Later, I got a job with a company named Universal Research Labs, a subsidiary of Stern Electronics. I worked on video games like Scramble, Super Cobra, Turtles, Amidar, and Qix (which we built for Taito America). I also worked a little on MPU, SDU, and DA boards, but the pinballs were all assembled in the Stern plant in Chicago.
Later I moved up to Market Research, and got to see a lot of new games under development. If you've seen the video game Rescue, I'm the one who suggested the "bonus" levels where you just try to rescue as many swimmers as possible. It was here that I got to play Hypnox, a game that I really wish had been released. It was a lot of fun to play.

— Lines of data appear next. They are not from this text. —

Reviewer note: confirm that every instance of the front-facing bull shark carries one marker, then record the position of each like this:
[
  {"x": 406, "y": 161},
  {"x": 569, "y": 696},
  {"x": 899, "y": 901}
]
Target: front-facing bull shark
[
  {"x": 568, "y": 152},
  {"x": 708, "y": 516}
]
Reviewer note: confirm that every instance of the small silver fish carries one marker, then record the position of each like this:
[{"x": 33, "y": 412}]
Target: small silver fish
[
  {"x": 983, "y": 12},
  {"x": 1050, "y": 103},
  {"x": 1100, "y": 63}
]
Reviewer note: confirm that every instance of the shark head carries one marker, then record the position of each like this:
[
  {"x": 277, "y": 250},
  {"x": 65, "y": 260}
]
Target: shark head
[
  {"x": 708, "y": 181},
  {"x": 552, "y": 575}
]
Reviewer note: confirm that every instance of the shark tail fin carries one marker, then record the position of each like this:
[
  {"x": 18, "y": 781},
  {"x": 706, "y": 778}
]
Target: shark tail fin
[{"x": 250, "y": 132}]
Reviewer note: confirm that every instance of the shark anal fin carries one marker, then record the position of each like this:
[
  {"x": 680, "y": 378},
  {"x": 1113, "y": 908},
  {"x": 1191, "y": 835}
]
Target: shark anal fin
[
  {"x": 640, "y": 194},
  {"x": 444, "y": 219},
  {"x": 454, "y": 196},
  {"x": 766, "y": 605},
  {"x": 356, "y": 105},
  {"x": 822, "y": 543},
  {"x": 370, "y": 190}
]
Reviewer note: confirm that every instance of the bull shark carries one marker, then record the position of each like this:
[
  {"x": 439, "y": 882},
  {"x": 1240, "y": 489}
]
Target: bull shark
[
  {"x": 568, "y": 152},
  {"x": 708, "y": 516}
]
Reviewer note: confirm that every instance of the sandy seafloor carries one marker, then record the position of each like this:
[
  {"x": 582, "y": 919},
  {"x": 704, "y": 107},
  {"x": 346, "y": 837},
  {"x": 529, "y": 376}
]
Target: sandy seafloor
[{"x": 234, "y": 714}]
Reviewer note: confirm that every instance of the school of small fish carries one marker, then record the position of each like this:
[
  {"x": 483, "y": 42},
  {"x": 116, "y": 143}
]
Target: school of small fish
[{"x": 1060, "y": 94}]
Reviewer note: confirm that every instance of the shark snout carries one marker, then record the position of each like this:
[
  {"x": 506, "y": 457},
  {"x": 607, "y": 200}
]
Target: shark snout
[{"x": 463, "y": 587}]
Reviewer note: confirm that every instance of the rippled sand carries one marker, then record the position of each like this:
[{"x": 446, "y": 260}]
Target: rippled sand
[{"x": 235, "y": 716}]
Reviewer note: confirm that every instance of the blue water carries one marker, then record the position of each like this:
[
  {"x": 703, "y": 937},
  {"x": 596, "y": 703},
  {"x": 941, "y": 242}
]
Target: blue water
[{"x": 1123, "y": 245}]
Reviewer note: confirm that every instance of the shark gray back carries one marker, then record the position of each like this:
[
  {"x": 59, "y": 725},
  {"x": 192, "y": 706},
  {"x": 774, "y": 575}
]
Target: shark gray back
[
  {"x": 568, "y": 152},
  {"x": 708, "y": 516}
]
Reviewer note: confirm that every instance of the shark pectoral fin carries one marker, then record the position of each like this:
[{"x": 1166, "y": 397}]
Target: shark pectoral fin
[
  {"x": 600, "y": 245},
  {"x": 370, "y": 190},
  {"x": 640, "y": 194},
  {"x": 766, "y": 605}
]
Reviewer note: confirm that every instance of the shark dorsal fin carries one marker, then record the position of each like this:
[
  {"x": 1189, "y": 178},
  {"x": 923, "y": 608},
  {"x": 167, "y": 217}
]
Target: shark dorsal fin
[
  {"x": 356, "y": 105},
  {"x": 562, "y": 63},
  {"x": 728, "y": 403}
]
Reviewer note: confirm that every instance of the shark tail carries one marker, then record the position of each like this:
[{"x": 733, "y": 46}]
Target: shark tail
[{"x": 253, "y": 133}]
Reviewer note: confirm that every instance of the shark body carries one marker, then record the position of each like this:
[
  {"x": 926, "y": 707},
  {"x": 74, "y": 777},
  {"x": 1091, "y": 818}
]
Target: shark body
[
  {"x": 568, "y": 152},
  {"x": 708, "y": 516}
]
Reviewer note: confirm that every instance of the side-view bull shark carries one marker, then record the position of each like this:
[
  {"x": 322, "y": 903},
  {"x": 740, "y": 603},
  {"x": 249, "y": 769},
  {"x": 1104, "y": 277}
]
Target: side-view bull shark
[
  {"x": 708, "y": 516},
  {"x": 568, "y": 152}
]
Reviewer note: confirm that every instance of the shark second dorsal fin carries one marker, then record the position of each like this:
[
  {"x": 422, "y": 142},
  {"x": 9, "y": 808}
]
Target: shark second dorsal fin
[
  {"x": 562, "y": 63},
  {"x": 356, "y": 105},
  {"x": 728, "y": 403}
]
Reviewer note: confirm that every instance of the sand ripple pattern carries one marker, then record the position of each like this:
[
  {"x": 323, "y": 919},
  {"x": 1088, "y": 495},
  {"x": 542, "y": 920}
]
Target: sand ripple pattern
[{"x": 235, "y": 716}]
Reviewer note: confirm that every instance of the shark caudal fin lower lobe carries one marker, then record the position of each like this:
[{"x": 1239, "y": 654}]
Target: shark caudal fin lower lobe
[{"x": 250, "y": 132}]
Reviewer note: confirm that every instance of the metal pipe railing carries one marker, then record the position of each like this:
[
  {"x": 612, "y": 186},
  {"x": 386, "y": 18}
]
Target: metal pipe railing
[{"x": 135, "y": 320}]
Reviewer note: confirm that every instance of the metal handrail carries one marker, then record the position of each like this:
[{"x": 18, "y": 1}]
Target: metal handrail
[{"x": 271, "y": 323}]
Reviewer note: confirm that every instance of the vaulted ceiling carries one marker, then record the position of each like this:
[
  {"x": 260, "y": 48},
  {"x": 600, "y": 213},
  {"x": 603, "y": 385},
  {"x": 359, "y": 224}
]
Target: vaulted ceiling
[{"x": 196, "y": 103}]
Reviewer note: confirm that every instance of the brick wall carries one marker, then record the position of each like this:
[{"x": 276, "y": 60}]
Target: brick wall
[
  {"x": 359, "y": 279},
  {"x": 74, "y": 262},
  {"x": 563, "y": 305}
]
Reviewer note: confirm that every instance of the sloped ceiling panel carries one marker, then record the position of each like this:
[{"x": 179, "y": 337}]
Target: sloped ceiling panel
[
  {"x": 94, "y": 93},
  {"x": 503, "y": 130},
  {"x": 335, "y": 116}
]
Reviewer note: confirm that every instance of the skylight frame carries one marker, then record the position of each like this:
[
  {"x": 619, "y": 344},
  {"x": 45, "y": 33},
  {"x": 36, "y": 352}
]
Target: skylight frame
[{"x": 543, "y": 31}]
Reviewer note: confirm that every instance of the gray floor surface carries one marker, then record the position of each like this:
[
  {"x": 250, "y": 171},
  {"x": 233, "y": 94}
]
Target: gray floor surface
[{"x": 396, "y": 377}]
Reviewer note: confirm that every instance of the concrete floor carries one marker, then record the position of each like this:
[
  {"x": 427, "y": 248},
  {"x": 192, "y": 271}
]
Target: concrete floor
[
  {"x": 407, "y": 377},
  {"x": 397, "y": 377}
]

One of our truck drivers had purchased a game from Stern, and decided he didn't want it, and sold it to me. I've had Cue since the 1980s - nearly four decades. I like to say it's a good game to play while eating pizza, because you don't have to suddenly hit a flipper switch: the ball will patiently rest at the end of the flipper until you finish your slice.
I still like playing pinball, but I'm not crazy about the video game portions of some machines. I think the sweet spot is games like Black Knight - enough activity and features without becoming overwhelming.